San Jacinto Newstimes , October 2007
POINT BLANK – The exact location of Point Blank is as confusing as the spelling of the city (Pointblank or Point Blank) and county records add little to its clarification.
According to Point Blank Mayor Lillian Bratton, part of Northwoods Subdivision was annexed into the city limits about four year ago. However, the only record on file in the county courthouse is an order by commissioners’ court declaring the results of an election for Point Blank’s incorporation in 1975, setting out the original boundaries of the incorporated area. Attached to the court minutes is a map of the newly incorporated area. Maps from the Secretary of State’s office and from the 2002 Federal Census records show no deviation from the original map of 1975’s incorporation.
If more land was annexed about four years ago, as Bratton contends, where was the information filed and was it given pre-clearance by the U.S. Justice Department, under the Federal Voting Rights Act?

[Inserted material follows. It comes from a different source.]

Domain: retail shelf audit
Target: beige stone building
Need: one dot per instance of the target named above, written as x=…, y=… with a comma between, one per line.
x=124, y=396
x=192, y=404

With these questions unanswered, Bratton and other city council members are considering annexing up to one and one-half miles along Hwy. 190 towards the Lake Livingston Bridge.
During a recent public meeting in Point Blank, Bratton and other council members said they need to annex in that direction because, “Onalaska wants to come across the Lake Livingston Bridge and take our property.”
Onalaska Mayor Lou Vail said he doesn’t know what started that rumor again.
“We have no intentions or plans to annex into San Jacinto County. We have no reason to go there,” Vail said.
“This is obviously their (councils) own agenda,” Vail added.
Before adjourning last week’s public meeting, council members passed a motion to table a survey of the city until the next monthly meeting.
Bratton said Tuesday that after the meeting was adjourned she and council members went into executive session and decided to wait until after the first of next year to have a survey done because no money is budgeted in this year’s city budget to cover the proposed $5,000 cost.
If the city went into executive session after the regular meeting was adjourned, it was done so without regards to the Texas Open Meetings Act. The agenda simply stated: “Adjourn into executive session if needed.” The agenda should have stated in simple language what the council would be discussing in executive session so that taxpayers of the area could keep informed of what their elected officials are doing.